HOW WE DID THIS STUDY
This study estimates the national incidence rate, preventability, and cost of adverse events in SNFs by using a two-stage medical record review to identify events for a sample of 653 Medicare beneficiaries discharged from hospitals to SNFs for post-acute care. Sample beneficiaries had SNF stays of 35 days or less.
WHAT WE FOUND
An estimated 22 percent of Medicare beneficiaries experienced adverse events during their SNF stays. An additional 11 percent of Medicare beneficiaries experienced temporary harm events during their SNF stays. Physician reviewers determined that 59 percent of these adverse events and temporary harm events were clearly or likely preventable. They attributed much of the preventable harm to substandard treatment, inadequate resident monitoring, and failure or delay of necessary care. Over half of the residents who experienced harm returned to a hospital for treatment, with an estimated cost to Medicare of $208 million in August 2011. This equates to $2.8 billion spent on hospital treatment for harm caused in SNFs in FY 2011.
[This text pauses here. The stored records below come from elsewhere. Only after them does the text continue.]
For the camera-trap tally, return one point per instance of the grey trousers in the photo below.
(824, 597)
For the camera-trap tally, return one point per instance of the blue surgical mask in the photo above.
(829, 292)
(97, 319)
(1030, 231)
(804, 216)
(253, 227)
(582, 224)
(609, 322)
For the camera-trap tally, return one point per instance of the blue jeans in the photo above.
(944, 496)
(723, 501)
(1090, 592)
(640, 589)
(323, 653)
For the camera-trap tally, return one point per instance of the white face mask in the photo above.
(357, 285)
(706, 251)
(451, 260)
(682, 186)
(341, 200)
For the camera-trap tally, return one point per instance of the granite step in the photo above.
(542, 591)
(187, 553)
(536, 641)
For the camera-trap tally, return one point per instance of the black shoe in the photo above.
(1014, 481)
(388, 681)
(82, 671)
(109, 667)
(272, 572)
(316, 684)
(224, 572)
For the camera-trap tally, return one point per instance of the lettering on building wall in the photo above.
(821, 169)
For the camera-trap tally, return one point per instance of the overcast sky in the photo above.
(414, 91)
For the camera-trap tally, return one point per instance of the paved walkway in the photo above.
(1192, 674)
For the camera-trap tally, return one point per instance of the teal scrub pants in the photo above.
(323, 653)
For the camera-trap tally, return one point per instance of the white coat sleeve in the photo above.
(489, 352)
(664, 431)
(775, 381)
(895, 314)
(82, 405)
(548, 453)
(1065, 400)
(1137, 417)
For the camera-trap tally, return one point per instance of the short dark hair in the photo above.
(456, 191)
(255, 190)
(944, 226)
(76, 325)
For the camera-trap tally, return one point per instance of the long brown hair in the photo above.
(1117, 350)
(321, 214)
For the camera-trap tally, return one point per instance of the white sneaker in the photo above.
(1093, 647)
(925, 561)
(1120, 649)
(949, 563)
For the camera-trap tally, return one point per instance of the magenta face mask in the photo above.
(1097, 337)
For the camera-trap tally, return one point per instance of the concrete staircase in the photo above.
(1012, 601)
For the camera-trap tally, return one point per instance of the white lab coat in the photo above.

Source: United States Department of Health and Human Services. (2013). Adverse events in skilled nursing facilities: National incidence among Medicare beneficiaries. Retrieved from http://oig.hhs.gov/oei/reports/oei-06-11-00370.pdf
Question
1. Placing yourself in the position of the Nursing Home Administrator, what would you expect CMS to determine SNFs to do as a result of the findings?—
Case 6: Managed Care
BACKGROUND
Examining access to care takes on heightened importance as enrollment grows in Medicaid managed care programs. Under the Patient Protection and Affordable Care Act, states can opt to expand Medicaid eligibility, and even states that have not expanded eligibility have seen increases in enrollment. Most states provide some of their Medicaid services—if not all of them—through managed care. The Office of Inspector General received a congressional request to evaluate the adequacy of access to care for enrollees in managed care. This report determines the extent to which providers offer appointments to enrollees and the timeliness of these appointments. A companion report issued earlier this year, State Standards for Access To Care in Medicaid Managed Care, OEI-02-11-00320, found that state standards for access to care vary, and that they are often not specific to certain provider types or to areas of the state. Additionally, states have different strategies to assess compliance with access standards.
HOW WE DID THIS STUDY
We based this study on an assessment of availability of Medicaid managed care providers. The assessment included calls to a stratified random sample of 1,800 primary care providers and specialists to assess availability and timeliness of appointments for enrollees.
WHAT WE FOUND
We found that slightly more than half of providers could not offer appointments to enrollees. Notably, 35 percent could not be found at the location listed by the plan, and another 8 percent were at the location but said that they were not participating in the plan. An additional 8 percent were not accepting new patients. Among the providers who offered appointments, the median wait time was 2 weeks. However, over a quarter had wait times of more than 1 month, and 10 percent had wait times longer than 2 months. Finally, primary care providers were less likely to offer an appointment than specialists; however, specialists tended to have longer wait times.
Source: United States Department of Health and Human Services. (2014). Access to care: Provider availability in Medicaid managed care. Retrieved from http://oig.hhs.gov/oei/reports/oei-02-13-00670.pdf
Question
1. As a healthcare administrator what recommendations would you implement from the findings in this plan with regards to access for the Medicaid managed care enrollee?